C'est un très grand plaisir pour moi d'être parmi vous aujourd'hui pour inaugurer ces deux expositions, et célébrer les soixante ans du Festival d'Avignon. Vous en avez brillamment dépeint les origines, Madame la Maire, et le chemin parcouru depuis cette journée de décembre 1946, où Jean Vilar faillit refuser le défi un peu fou de son ami Christian Zervos, de monter un spectacle dans la Cour d'honneur du Palais des Papes. « Lieu informe », « lieu théâtral impossible », répondit-il, avant d'y voir finalement le lieu idéal pour accueillir son projet d'offrir la culture des élites à tous les publics.
Dans cette maison qui porte son nom, sont présentées aujourd'hui les figures amies de tous ceux qui ont contribué à faire de sa Semaine d'art dramatique le Festival au rayonnement international que nous connaissons.

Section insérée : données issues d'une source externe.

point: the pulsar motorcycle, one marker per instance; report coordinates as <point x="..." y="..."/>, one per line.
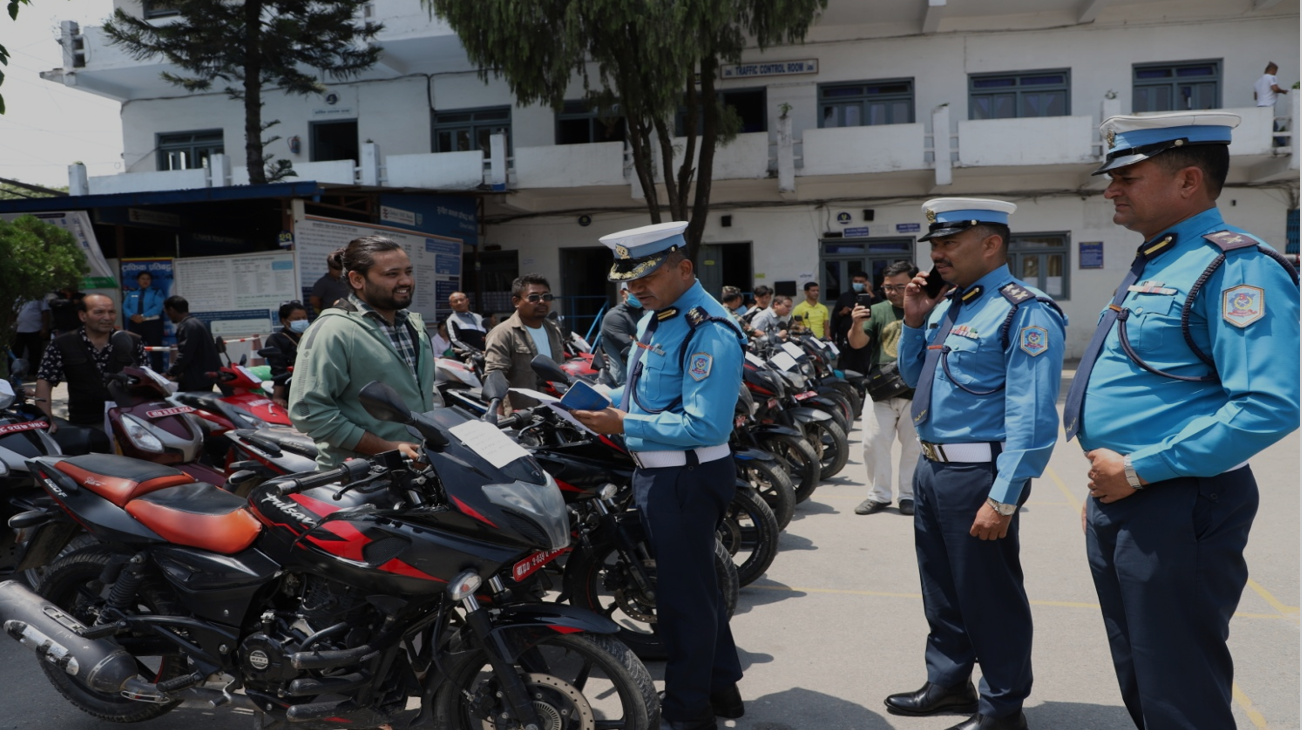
<point x="330" y="599"/>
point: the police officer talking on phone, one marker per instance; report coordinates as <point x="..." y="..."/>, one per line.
<point x="986" y="363"/>
<point x="676" y="414"/>
<point x="1191" y="371"/>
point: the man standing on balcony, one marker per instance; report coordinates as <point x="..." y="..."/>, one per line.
<point x="1191" y="371"/>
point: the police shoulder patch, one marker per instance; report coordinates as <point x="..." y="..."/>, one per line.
<point x="1242" y="305"/>
<point x="699" y="366"/>
<point x="1034" y="340"/>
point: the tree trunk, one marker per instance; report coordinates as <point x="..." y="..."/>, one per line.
<point x="253" y="93"/>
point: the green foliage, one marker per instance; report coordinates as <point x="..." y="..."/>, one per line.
<point x="650" y="57"/>
<point x="39" y="258"/>
<point x="4" y="52"/>
<point x="242" y="47"/>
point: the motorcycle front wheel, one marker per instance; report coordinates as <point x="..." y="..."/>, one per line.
<point x="576" y="682"/>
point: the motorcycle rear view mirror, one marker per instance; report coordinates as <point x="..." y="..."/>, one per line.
<point x="547" y="368"/>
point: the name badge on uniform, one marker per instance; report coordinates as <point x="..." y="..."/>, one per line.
<point x="1244" y="305"/>
<point x="1150" y="288"/>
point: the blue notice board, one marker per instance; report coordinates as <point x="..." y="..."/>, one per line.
<point x="1091" y="254"/>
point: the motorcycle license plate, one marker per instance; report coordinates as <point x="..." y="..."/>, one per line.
<point x="530" y="565"/>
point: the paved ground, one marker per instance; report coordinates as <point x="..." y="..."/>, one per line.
<point x="836" y="623"/>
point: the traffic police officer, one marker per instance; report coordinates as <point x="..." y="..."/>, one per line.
<point x="1193" y="368"/>
<point x="986" y="362"/>
<point x="676" y="414"/>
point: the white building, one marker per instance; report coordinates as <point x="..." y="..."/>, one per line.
<point x="886" y="104"/>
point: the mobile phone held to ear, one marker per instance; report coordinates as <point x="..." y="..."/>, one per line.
<point x="935" y="285"/>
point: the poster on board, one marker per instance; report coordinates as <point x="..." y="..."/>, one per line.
<point x="435" y="259"/>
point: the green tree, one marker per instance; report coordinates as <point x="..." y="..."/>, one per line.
<point x="651" y="57"/>
<point x="254" y="44"/>
<point x="39" y="258"/>
<point x="4" y="52"/>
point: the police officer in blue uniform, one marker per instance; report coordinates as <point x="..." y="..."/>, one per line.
<point x="986" y="363"/>
<point x="1193" y="370"/>
<point x="676" y="414"/>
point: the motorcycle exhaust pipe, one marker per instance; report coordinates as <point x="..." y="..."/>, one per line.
<point x="55" y="636"/>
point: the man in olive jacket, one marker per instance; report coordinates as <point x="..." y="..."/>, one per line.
<point x="345" y="349"/>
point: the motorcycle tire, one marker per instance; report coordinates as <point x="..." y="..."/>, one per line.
<point x="577" y="679"/>
<point x="831" y="445"/>
<point x="750" y="534"/>
<point x="73" y="583"/>
<point x="774" y="486"/>
<point x="598" y="579"/>
<point x="798" y="458"/>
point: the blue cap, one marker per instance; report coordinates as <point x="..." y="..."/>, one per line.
<point x="955" y="215"/>
<point x="641" y="251"/>
<point x="1135" y="138"/>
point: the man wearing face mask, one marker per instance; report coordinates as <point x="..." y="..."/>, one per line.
<point x="619" y="332"/>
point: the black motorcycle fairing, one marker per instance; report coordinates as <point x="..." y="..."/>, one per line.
<point x="215" y="587"/>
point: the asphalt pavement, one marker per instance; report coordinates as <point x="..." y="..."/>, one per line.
<point x="836" y="623"/>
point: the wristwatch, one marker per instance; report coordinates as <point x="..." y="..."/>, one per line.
<point x="1132" y="475"/>
<point x="1004" y="510"/>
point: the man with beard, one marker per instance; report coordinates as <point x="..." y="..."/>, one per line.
<point x="373" y="337"/>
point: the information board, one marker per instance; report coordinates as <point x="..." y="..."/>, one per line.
<point x="435" y="259"/>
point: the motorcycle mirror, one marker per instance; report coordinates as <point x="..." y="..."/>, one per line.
<point x="383" y="402"/>
<point x="495" y="385"/>
<point x="547" y="368"/>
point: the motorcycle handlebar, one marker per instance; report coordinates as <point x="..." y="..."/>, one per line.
<point x="348" y="471"/>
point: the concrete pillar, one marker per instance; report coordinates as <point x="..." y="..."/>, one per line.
<point x="940" y="145"/>
<point x="785" y="155"/>
<point x="498" y="172"/>
<point x="77" y="181"/>
<point x="370" y="164"/>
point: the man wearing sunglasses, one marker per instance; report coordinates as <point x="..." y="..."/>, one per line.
<point x="513" y="344"/>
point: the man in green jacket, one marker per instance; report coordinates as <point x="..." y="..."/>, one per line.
<point x="375" y="338"/>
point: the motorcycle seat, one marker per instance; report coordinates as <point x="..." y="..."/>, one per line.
<point x="198" y="515"/>
<point x="121" y="479"/>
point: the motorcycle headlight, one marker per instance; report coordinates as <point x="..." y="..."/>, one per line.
<point x="537" y="510"/>
<point x="141" y="436"/>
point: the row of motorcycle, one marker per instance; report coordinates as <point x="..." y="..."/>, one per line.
<point x="501" y="581"/>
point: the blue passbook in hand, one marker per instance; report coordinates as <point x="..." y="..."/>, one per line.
<point x="583" y="397"/>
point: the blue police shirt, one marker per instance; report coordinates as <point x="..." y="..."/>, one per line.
<point x="693" y="375"/>
<point x="1022" y="414"/>
<point x="1245" y="318"/>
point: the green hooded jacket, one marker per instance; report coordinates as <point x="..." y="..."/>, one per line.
<point x="340" y="354"/>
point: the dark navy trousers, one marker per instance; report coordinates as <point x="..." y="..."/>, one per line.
<point x="681" y="509"/>
<point x="971" y="588"/>
<point x="1168" y="566"/>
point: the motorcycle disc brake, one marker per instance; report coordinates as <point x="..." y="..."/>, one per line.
<point x="557" y="704"/>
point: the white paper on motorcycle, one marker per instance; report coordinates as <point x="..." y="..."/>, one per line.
<point x="486" y="440"/>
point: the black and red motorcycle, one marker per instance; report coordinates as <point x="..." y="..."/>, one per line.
<point x="330" y="599"/>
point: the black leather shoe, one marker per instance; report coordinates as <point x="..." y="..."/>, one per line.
<point x="934" y="698"/>
<point x="870" y="505"/>
<point x="727" y="703"/>
<point x="983" y="722"/>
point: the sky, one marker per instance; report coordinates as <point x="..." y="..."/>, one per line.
<point x="48" y="126"/>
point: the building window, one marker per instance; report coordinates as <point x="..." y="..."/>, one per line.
<point x="580" y="124"/>
<point x="1018" y="95"/>
<point x="163" y="9"/>
<point x="1042" y="260"/>
<point x="866" y="103"/>
<point x="470" y="129"/>
<point x="188" y="150"/>
<point x="1172" y="87"/>
<point x="749" y="104"/>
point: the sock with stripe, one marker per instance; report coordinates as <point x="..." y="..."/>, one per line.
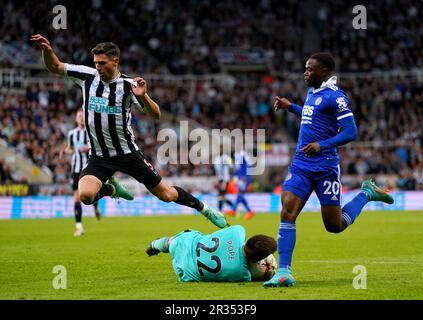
<point x="106" y="190"/>
<point x="161" y="244"/>
<point x="78" y="212"/>
<point x="286" y="243"/>
<point x="352" y="209"/>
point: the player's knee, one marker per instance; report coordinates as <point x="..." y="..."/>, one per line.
<point x="288" y="213"/>
<point x="86" y="197"/>
<point x="333" y="228"/>
<point x="166" y="196"/>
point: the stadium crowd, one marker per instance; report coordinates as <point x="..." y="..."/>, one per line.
<point x="182" y="38"/>
<point x="388" y="113"/>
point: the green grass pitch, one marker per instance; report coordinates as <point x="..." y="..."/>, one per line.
<point x="109" y="261"/>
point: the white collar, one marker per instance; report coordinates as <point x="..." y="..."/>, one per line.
<point x="326" y="84"/>
<point x="113" y="80"/>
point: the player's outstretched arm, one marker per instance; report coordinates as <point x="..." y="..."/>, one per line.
<point x="285" y="104"/>
<point x="140" y="91"/>
<point x="51" y="61"/>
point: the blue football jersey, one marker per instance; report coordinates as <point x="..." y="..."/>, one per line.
<point x="210" y="257"/>
<point x="323" y="109"/>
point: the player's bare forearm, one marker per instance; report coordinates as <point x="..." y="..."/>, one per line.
<point x="150" y="107"/>
<point x="51" y="61"/>
<point x="68" y="150"/>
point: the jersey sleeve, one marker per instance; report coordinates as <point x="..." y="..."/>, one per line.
<point x="139" y="104"/>
<point x="78" y="73"/>
<point x="341" y="106"/>
<point x="70" y="140"/>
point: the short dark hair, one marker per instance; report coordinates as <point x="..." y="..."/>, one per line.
<point x="259" y="247"/>
<point x="108" y="48"/>
<point x="325" y="59"/>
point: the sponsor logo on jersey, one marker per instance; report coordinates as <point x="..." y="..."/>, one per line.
<point x="100" y="105"/>
<point x="342" y="104"/>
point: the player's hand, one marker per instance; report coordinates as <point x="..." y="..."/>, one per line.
<point x="61" y="155"/>
<point x="281" y="103"/>
<point x="311" y="148"/>
<point x="140" y="89"/>
<point x="41" y="41"/>
<point x="84" y="149"/>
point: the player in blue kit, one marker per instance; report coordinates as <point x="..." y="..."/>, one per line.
<point x="220" y="256"/>
<point x="242" y="164"/>
<point x="326" y="123"/>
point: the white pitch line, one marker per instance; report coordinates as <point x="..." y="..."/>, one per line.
<point x="356" y="261"/>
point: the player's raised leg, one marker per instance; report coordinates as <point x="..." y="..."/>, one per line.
<point x="79" y="231"/>
<point x="336" y="219"/>
<point x="291" y="208"/>
<point x="159" y="245"/>
<point x="176" y="194"/>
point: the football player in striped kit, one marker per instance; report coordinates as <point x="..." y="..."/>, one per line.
<point x="108" y="96"/>
<point x="78" y="146"/>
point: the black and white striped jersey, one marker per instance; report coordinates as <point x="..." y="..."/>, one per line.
<point x="107" y="111"/>
<point x="77" y="138"/>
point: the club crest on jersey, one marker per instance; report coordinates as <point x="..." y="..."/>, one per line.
<point x="288" y="176"/>
<point x="100" y="105"/>
<point x="342" y="104"/>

Soixante compagnons de route photographiés par les plus grands, depuis les fondateurs, Yvonne Zervos, René Char, et le docteur Pons, jusqu'à tous ceux qui font vivre Avignon aujourd'hui, régisseurs, costumières, agents d'accueil, chauffeurs de bus et de taxis. Sans oublier les peintres illustres, découverts par le couple Zervos, Picasso, Giacometti, Chagall, Braque, Mondrian, Miro, pour ne citer qu'eux.
C'est une exposition magnifique, très émouvante, qui témoigne de la très belle aventure artistique mais surtout humaine que fut, et que continue à être ce Festival.
Il ne manquait que les spectateurs. Frédéric Fisbach les fait entrer sur scène dans la seconde exposition, « Dedans-dehors ».
« Pour nous, organisateurs et artistes du Festival, disait Jean Vilar, le monstre sacré n'est pas la scène, il est de l'autre côté des lumières qui nous aveuglent, il est du côté du public », ce public si respecté, toujours placé par Vilar au centre de son projet. Apprivoiser ce monstre sacré. Rencontrer les êtres par-delà les lumières éblouissantes, dans la situation singulière qu'ils vivent. Faire en sorte que spectateurs et acteurs respirent d'un même souffle et trouvent une complémentarité, jamais la même. Tel était le défi que releva Jean Vilar à Avignon et au TNP.
Telle est l'expérience que propose aujourd'hui Frédéric Fisbach dans le lieu qu'il dirige, le 104, et dans cette seconde exposition.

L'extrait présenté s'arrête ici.